FORMER DSI employees made redundant earlier this year have been given the “cold shoulder” when applying for casual positions with the Lavington plant, the Australian Manufacturing Workers Union said.
The secretary of the union’s NSW vehicle division, Sean Morgan, has written to members who are former DSI employees, asking those who want casual employment with the company to register with the union.
Mr Morgan said he would compile a list of those seeking employment and monitor those being rehired to determine if they are ex-employees or not.
“If they are not then the question will be asked of the company as to why they did not re-hire those on our list,” he said.
Mr Morgan said the union had received no official response from DSI at a meeting earlier this month when it asked if there were former employees who were not being considered for jobs.
“I find this reprehensible that these people were shoved out the door with not a red cent except for the money that came from taxpayers,” he said.
“At the end of the day they should have first right of refusal for the casual positions.”
Mr Morgan said he was hoping between 50 and 60 former employees would be put back on the list for casual employment.
“I don’t think that is too unfair to ask. These people were productive employees,” he said.
“With a few others you might find issues such as excessive absenteeism and quite rightly the company should say no.”
Mr Morgan said before the most recent threatened stand-downs as a result of the failed Melbourne company Forgecast, the company had been expecting to offer 65 casual positions.

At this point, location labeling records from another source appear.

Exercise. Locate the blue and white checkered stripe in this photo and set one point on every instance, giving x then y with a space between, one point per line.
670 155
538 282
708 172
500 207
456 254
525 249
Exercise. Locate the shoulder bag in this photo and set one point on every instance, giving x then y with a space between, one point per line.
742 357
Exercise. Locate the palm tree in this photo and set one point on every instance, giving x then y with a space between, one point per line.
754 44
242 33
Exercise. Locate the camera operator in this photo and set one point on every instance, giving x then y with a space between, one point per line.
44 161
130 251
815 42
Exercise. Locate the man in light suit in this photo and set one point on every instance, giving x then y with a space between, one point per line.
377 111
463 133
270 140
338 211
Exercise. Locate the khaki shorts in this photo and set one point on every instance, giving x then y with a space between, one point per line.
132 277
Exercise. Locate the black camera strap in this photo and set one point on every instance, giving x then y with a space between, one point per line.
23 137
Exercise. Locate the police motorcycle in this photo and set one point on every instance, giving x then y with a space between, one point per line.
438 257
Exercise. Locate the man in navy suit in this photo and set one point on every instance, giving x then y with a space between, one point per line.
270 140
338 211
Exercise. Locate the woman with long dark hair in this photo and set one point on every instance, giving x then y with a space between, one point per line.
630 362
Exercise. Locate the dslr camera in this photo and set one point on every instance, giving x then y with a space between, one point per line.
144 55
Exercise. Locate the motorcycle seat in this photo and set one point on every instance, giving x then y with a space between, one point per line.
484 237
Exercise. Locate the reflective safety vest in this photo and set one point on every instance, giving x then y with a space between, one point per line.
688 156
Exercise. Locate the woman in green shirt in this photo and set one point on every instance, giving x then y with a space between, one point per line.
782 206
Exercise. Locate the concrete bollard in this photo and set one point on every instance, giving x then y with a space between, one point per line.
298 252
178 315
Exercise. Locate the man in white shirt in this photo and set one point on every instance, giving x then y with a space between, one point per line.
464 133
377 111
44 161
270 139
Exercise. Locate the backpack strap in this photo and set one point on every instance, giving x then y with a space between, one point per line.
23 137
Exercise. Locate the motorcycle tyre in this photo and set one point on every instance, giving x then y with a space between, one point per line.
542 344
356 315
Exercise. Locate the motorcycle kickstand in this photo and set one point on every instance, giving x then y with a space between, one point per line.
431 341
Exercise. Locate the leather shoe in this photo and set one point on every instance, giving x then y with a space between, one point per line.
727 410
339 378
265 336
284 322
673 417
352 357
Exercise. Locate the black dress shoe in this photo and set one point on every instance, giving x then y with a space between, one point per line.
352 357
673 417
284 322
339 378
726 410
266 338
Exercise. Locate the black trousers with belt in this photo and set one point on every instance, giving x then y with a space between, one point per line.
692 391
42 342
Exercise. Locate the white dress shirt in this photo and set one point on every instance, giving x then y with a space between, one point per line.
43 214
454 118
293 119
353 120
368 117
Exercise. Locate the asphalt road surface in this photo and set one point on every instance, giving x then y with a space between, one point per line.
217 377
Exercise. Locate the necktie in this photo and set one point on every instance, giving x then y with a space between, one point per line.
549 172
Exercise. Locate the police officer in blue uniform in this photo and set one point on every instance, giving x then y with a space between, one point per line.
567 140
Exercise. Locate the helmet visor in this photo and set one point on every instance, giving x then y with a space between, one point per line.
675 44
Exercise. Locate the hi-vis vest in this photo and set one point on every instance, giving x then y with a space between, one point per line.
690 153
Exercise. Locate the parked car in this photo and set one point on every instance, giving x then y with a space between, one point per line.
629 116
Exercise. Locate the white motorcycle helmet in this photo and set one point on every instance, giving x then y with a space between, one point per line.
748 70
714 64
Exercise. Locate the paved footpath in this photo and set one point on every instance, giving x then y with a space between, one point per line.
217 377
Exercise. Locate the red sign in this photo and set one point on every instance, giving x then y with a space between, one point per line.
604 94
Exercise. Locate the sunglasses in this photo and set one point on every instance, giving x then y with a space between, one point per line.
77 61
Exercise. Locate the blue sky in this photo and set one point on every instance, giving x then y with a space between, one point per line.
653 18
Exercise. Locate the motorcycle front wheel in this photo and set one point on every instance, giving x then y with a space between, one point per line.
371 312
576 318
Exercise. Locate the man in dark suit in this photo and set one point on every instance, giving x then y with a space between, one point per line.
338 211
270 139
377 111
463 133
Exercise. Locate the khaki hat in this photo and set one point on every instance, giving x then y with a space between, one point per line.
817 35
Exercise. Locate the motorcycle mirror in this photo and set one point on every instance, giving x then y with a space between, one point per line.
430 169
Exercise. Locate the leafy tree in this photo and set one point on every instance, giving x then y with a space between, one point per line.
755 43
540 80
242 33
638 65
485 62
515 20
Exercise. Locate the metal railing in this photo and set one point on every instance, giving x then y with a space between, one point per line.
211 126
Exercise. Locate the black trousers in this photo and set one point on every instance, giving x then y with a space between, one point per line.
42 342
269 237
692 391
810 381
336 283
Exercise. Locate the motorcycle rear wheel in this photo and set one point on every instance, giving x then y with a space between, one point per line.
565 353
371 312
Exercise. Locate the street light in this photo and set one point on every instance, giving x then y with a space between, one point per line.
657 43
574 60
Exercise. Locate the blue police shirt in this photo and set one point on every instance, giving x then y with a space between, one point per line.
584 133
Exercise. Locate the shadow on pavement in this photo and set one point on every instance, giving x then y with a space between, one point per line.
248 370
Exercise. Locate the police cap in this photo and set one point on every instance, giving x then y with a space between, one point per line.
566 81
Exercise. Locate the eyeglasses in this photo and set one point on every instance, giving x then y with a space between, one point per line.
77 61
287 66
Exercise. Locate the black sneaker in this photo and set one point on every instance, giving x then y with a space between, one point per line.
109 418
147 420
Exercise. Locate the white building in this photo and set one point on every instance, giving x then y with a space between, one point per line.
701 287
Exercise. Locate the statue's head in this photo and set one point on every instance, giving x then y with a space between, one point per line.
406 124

“We now see forecasts from SsangYong with numbers that will hopefully equate to 100 positions in the new year, when there may be some greater certainty about where the company is going,” he said.
Mr Morgan said the union would seek to enforce the terms of the current enterprise bargaining agreement pertaining to the employment of casual labour if DSI was unable to explain why it would not offer casual positions to its former employees.
“We are asking for equity,” he said.
“The wrong part is that someone who has never worked with DSI can be employed, while former employees with, for want of a better term, extroverted personalities, they have refused to manage.
“We have given them the solution to that, asking our members to get on with the job and not put themselves in the spotlight, but let us manage the situation for them.”
Mr Morgan said he was not seeking a fight with DSI management, particularly at a time when the enterprise bargaining agreement was being renegotiated.
“We will be seeking an entitlement protection clause in the new agreement and people will appreciate why,” he said.
“I can’t imagine the company acceding to the request but I don’t think they want to go through the same situation we had with the redundancies earlier this year.
“I don’t want to revisit another February ever again in my life.”
DSI factory manager Howard Morey did not return calls from The Border Mail and the company has shut down over Christmas.